That's the problem, we can't do that. Between hardware flaws like rowhammer, meltdown, spectre, etc. it's not possible to say that a piece of code isn't going to trigger something intentionally or not.

You can say that something very very likely doesn't trigger any known vulnerability, but only while also specifying the exact hardware to run it on and probably other external variables.


> Between hardware flaws like rowhammer, meltdown, spectre, etc. it's not possible to say that a piece of code isn't going to trigger something intentionally or not.

I guess I was thinking software vulnerabilities specifically (although in the context of this article I should have thought about the hardware side more). Or to be even more specific, flaws that are from that program in particular.
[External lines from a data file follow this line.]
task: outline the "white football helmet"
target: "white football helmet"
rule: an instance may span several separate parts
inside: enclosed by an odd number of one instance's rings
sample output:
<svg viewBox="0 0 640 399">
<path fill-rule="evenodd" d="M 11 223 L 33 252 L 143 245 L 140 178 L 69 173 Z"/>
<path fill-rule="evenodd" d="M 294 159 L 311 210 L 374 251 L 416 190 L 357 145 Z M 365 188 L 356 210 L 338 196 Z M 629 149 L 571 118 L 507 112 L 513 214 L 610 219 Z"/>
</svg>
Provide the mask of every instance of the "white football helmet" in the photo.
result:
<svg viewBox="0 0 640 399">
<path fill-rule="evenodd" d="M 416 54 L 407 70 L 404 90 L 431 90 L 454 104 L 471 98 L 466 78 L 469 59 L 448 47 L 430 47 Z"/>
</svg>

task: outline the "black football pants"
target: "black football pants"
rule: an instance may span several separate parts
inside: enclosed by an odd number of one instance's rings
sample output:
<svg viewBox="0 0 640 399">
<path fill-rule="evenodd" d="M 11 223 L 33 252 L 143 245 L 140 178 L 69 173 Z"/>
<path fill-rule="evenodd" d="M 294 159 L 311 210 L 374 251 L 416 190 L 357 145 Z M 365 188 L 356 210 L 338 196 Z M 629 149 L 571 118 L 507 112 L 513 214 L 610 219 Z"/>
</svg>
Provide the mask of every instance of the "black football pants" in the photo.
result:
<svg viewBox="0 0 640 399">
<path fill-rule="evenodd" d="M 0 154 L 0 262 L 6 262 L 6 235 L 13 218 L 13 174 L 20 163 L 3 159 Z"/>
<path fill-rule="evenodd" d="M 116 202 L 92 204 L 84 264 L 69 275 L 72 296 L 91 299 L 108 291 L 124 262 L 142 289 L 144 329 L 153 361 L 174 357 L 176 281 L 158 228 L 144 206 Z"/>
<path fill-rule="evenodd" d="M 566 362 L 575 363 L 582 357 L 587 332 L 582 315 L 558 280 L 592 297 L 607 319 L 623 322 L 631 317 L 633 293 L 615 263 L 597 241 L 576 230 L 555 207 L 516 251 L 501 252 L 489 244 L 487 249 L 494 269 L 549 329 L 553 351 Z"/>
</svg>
You can formally prove that a program is a refinement of a specification, or that a subroutine always obeys certain invariants (when executed honestly.) See Dafny and ADA-SPARK for examples.

It reduces to theorem proving with a SAT solver like Z3, if your language is Turing-complete and your invariants are abitrarily general. SAT solvers are fast and powerful these days, but the usual issues are:

1. It's too cumbersome to define invariants or write the type of specs that can check program correctness.

2. Things get exponential as state space increases.

Modern checked languages are finally addressing #1, though they will sometimes have blind spots (e.g. Dafny can't reason about concurrency, TLA+ (which can) is very abstract and high level.)

Writing programs as bundles of isolated, formally verified modules, then proving the correctness of the program with a high-level spec that assumes module correctness, lets you scale to real, large programs. This is how Dafny works, for example -- functions declare pre and post-conditions, and so Dafny can throw away its reasoning about callee function's internals when checking a caller.

This strategy really is overlooked! It's powerful enough that you can eliminate memory/argument checks at compile time, ditch all your unit tests and KNOW your program implements a spec. It should be mandatory for all safety-critical systems that can't rely on hardware fail-safes (e.g. airplanes.)

It just takes 3x as long.


Software side there's a lot that can be proven and said about small sections of programs. I think a sibling commenter talked about an ISO standard related to that (And I think it covers some hardware bits). My layman's understanding of it is that it's a way to specify as many assumptions about how the code will be run, where, and what side effects it will have and no others. That makes for a really nice set of assertions but the end effect is that you can't say anything about certain kinds of programs; i.e. This program is safe, That program can't be safe, and then these programs are unknowable. Godel should never have been allowed to publish anything.


Making those proofs is nice and all, but they rarely take side channels or processor bugs into account.


we can basically guarantee that a very short snippet of code (say, a few lines) is secure, right?

I’m not sure that’s true, but even if it is, you have to ask: Which few lines?

Let’s say we have the technology that can analyse (say) five lines of code and prove them completely correct and secure. That doesn’t mean you can prove a 500 line program to be secure by running the analysis on each 100 sets of five consecutive lines. Code in one place can affect the logic elsewhere. So now to prove a 500 line program correct, we’d need to analyse every possible combination of 5 lines chosen from the 500 => 255244687600 different proofs to check!


I guess that forms the core of the issue, it's inherently exponential (or factorial?).


It's not just that. Before you can prove anything "correct" you need to define what "correct" means. Now you have the meta problem of proving that your definition of "correct" is correct.


Turing complete.


I think what you are asking for is Common Criteria.